Beginning in the spring of 1933, objections began surfacing against the procurement of German goods. Jewish organizations appealed to the public to forgo the purchase of goods from Germany through declarations and placards, with the goal of striking a blow at the German economy, and in this manner, to the power of the Nazis who had recently taken power. The anti-German boycott was initiated following the Nazi boycott initiated on April 1, 1933, against Jewish businesses in Germany. Following this, the Jewish organizations in various countries called for a boycott of German products available around the world, including in Palestine. The boycott in Palestine itself would have little effect on the German economy, but the joint effort in various countries, including the United States, had an impact, although it did not affect Nazi policy towards German Jewry.

During this same period, German products were considered to be of particularly fine quality. Germany was already at the time a highly industrialized nation and its products were marketed internationally. Importers and retailers in Palestine sought to sell products from German factories and promoted them through ads and placards, some in Hebrew and some in Hebrew and German. The expertise of German factories in the production of machines and technical products guaranteed great success for products, especially in Palestine of the 1930s, where many branches of local industry were just beginning to develop.

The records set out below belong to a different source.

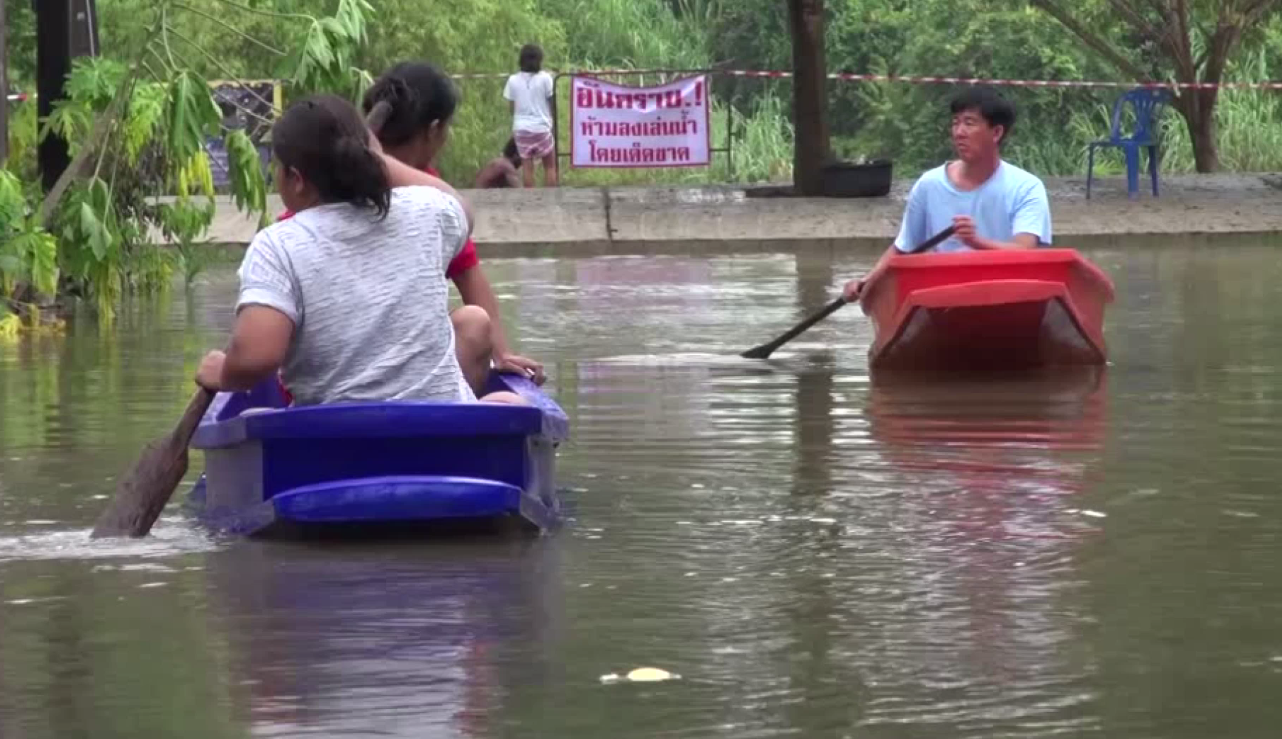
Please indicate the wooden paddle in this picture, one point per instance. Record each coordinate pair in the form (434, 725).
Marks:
(764, 350)
(145, 490)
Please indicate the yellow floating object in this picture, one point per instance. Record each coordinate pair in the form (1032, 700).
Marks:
(650, 675)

Despite the boycott, there were some German products sold in stores in Palestine, such as medicines manufactured by Bayer and photographic equipment manufactured by AGFA, that were promoted in the newspapers and other advertising venues (for example, in Purim celebration programming in Tel Aviv).

Following the call for a boycott – mainly instigated by the Revisionist camp – leaders of the Yishuv faced a difficult dilemma. At that time (August 25, 1933), a “transfer agreement” was signed with the German Nazi government. Both parties had a vested interest in the agreement. The Nazi leaders hoped that through it they could minimize the worldwide boycott on German products. During these years, the Nazi leaders were still of the opinion that they should promote voluntary Jewish emigration from Germany in order to “be rid” of the “Jewish problem.” On its part, the Jewish side hoped that the agreement would enable German Jews who wanted to immigrate to Palestine to bring with them a more significant portion of their possessions.

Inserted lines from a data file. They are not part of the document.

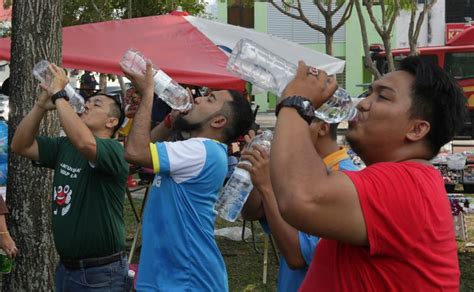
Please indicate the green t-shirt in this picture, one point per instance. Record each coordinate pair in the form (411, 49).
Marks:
(87, 201)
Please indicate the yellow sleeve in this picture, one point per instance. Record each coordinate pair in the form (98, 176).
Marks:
(155, 158)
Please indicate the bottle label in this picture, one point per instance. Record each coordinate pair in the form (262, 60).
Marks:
(162, 80)
(241, 172)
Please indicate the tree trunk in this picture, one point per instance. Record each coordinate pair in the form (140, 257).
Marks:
(365, 43)
(36, 35)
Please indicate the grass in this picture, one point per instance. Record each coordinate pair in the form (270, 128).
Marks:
(245, 265)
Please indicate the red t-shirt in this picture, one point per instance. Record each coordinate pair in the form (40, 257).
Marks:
(410, 231)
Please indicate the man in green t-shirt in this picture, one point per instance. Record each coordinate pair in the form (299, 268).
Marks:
(88, 187)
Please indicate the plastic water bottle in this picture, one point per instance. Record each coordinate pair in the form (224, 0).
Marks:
(166, 88)
(238, 187)
(42, 73)
(271, 72)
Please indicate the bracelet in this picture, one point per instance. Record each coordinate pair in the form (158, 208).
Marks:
(167, 121)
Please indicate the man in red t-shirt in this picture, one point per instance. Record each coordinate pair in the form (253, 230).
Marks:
(389, 226)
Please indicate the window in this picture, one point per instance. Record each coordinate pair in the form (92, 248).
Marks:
(460, 65)
(241, 14)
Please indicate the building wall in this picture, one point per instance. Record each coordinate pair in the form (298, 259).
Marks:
(348, 46)
(432, 30)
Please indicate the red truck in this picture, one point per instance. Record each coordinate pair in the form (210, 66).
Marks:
(456, 57)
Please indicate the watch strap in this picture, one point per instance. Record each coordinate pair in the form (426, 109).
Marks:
(303, 106)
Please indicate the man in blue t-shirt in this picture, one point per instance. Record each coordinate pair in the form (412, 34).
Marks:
(179, 252)
(297, 248)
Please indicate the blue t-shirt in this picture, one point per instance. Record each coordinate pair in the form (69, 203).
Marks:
(179, 251)
(290, 280)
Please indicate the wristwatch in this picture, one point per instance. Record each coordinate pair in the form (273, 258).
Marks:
(303, 106)
(60, 94)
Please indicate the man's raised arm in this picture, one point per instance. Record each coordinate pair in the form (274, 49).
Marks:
(309, 198)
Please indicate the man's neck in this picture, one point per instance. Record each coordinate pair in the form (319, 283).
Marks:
(326, 147)
(200, 134)
(102, 134)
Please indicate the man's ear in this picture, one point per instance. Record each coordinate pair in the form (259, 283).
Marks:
(418, 130)
(111, 123)
(219, 122)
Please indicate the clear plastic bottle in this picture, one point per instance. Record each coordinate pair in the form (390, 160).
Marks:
(271, 72)
(166, 88)
(238, 187)
(42, 74)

In 1931, following the global economic crisis, those who emigrated from Germany were forced to pay exceedingly high taxes for the transfer of their property to points abroad; this policy remained in effect during the Nazi period. As part of the agreement, German Jewry was given the option of depositing a minimum of 1,000 lira in a German bank, and with the money, German products were purchased for export to Palestine.

In Israel, the importers sold the German products and deposited the funds in a bank account, from which a significant sum was returned to the immigrants on their arrival. It is estimated that tens of thousands of German emigrants did just this in order to prevent simply giving their capital to the Nazi German tax authorities. Inevitably, the agreement and its results, i.e. the import of German products to Palestine during the time of the boycott – aroused a stormy debate. On the one hand, there was severe opposition to the transfer agreement, but on the other, there were also voices of support, for example, on the part of the German Olim Association, which was afraid to negatively impact the transfer of property belonging to German Jews who had not yet come on Aliyah.

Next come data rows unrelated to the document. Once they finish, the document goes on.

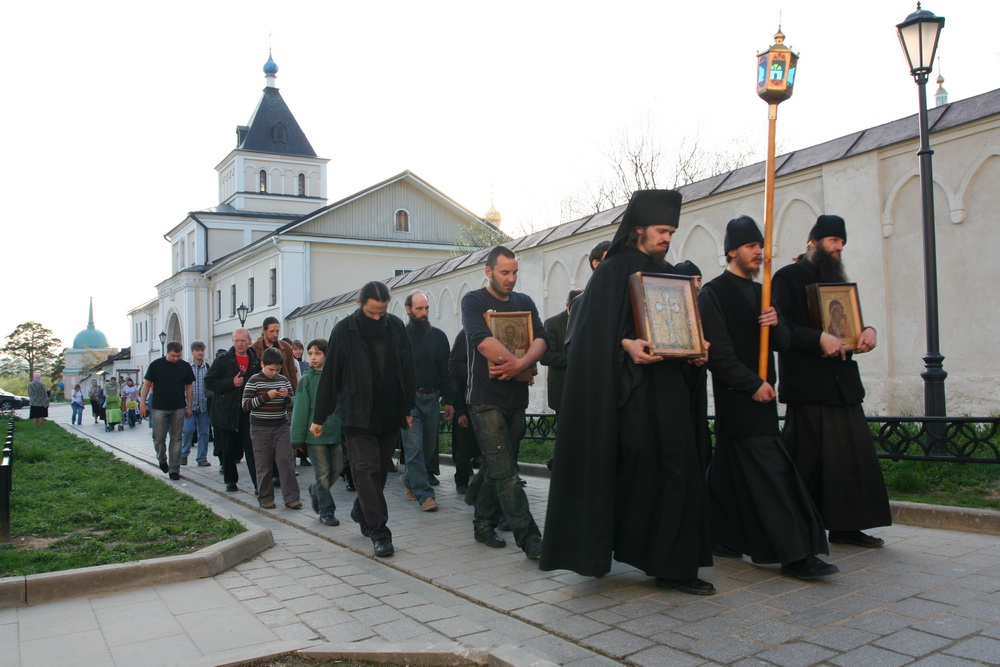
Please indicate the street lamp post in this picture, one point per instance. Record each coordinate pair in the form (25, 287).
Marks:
(241, 313)
(918, 35)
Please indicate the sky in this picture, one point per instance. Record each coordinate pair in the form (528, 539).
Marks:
(118, 112)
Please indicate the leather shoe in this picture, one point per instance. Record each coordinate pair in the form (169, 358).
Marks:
(692, 586)
(722, 551)
(360, 520)
(856, 538)
(491, 539)
(383, 547)
(809, 568)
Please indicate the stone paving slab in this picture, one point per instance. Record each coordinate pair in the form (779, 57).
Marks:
(929, 597)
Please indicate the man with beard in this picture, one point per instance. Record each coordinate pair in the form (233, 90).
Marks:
(225, 379)
(825, 428)
(759, 504)
(627, 481)
(497, 398)
(368, 381)
(420, 441)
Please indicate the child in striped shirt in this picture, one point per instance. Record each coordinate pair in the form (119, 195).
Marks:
(267, 397)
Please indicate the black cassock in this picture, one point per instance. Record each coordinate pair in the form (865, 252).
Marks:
(627, 479)
(759, 504)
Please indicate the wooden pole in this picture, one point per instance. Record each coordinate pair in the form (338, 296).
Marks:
(765, 302)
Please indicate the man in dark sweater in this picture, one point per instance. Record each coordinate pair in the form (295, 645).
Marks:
(434, 385)
(171, 380)
(825, 428)
(759, 504)
(497, 398)
(368, 380)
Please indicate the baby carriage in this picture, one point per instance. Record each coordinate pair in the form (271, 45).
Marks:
(132, 412)
(113, 413)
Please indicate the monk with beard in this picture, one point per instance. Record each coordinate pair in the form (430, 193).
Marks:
(825, 429)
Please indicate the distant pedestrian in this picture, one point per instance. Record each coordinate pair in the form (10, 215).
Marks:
(76, 404)
(38, 396)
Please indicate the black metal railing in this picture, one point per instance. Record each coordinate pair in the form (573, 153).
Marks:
(951, 439)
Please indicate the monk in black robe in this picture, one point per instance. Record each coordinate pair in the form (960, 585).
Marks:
(825, 428)
(760, 507)
(627, 481)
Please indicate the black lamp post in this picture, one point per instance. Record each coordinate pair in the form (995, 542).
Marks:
(918, 35)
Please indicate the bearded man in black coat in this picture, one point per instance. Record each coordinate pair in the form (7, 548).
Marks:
(760, 506)
(825, 428)
(627, 482)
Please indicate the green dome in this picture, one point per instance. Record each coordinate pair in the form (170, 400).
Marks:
(91, 339)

Public activity surrounding the boycott continued throughout the 1930s, and the transfer agreement remained in effect during these years. It is estimated that some 140 million German marks were transferred by this mechanism to Palestine until the outbreak of World War II in September 1939. Economically, the transfer agreement was a great success, both in terms of German emigrants and for the Palestinian economy. The negotiator for the Jewish side was Haim Arlozorov, but he was murdered in Tel Aviv before the agreement was signed. The circumstances of the murder and its motives are to this day not entirely clear, but there is a possibility that the motive was related to Arlozorov’s role in the Negotiations with the German-Nazi side.